Achieving DNA Labeling Capacity with Minimum Labels through Extremal de Bruijn Subgraphs
Christoph Hofmeister, Anina Gruica, Dganit Hanania, Rawad Bitar, Eitan Yaakobi
TL;DR
The paper studies the minimum number of length-$m$ DNA labels needed to achieve the maximal labeling capacity $\log_2 q$ by translating the problem into maximizing the edge count $\gamma(q,d)$ of path-unique subgraphs of the $d$-dimensional de Bruijn graph $\mathcal{B}_{q,d}$. It provides two constructions to lower-bound $\gamma(q,d)$ and derives a general upper bound via the Walk-overlap function $\eta(q,d,k)$, establishing explicit bounds and asymptotics. A key result is that $\lim_{d\to\infty} \gamma(q,d)/q^{d+1}=1$, demonstrated through connections to universal hitting sets and minimum decycling sets, alongside analytical bounds and numerical comparisons. These findings advance understanding of DNA labeling capacity limits and offer guidance for designing high-capacity labeling schemes in molecular biology and related domains, by clarifying how many length-$m$ labels are needed to reach the theoretical capacity $\log_2 q$.
Abstract
DNA labeling is a tool in molecular biology and biotechnology to visualize, detect, and study DNA at the molecular level.

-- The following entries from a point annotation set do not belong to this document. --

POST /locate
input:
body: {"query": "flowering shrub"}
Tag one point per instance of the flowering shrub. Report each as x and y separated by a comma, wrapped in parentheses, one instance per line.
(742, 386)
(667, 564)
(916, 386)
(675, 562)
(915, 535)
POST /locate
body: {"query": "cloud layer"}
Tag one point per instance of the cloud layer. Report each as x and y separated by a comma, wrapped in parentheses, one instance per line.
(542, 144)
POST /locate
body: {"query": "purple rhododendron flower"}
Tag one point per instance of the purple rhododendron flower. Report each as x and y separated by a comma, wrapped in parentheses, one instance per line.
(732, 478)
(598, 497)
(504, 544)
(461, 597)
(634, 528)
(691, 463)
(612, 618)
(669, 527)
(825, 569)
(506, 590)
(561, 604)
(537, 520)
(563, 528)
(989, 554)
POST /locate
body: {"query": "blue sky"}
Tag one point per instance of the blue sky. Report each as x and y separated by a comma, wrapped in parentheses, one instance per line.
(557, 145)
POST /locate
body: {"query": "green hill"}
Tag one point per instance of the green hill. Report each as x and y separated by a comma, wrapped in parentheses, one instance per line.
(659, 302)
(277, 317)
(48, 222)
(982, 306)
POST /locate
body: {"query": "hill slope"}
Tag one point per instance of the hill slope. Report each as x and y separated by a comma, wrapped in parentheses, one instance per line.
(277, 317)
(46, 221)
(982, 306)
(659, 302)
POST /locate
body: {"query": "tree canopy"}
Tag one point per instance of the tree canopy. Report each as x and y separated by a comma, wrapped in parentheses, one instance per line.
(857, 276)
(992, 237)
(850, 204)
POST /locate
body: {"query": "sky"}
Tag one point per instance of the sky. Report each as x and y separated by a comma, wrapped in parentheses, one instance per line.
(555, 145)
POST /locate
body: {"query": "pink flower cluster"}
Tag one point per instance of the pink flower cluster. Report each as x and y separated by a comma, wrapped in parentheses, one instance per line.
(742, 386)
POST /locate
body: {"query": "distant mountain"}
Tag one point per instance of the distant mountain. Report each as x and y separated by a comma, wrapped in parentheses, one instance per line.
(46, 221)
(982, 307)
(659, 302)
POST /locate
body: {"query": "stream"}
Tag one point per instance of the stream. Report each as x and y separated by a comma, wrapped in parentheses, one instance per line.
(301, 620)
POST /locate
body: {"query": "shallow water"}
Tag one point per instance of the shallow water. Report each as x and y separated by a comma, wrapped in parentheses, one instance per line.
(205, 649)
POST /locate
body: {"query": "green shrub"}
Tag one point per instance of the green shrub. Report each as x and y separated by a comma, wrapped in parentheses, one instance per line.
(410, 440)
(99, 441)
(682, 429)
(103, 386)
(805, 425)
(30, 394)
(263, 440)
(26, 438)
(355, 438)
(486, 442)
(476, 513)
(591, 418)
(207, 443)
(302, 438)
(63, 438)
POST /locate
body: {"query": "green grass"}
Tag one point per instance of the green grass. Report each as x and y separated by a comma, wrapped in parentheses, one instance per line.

In this process, a DNA molecule is labeled by a set of specific patterns, referred to as labels, and is then imaged. The resulting image is modeled as an $(\ell+1)$-ary sequence, where $\ell$ is the number of labels, in which any non-zero symbol indicates the appearance of the corresponding label in the DNA molecule. The labeling capacity refers to the maximum information rate that can be achieved by the labeling process for any given set of labels. The main goal of this paper is to study the minimum number of labels of the same length required to achieve the maximum labeling capacity of 2 for DNA sequences or $\log_2q$ for an arbitrary alphabet of size $q$. The solution to this problem requires the study of path unique subgraphs of the de Bruijn graph with the largest number of edges. We provide upper and lower bounds on this value. We draw new connections to existing literature that let us prove an asymptotic result as the label length tends to infinity.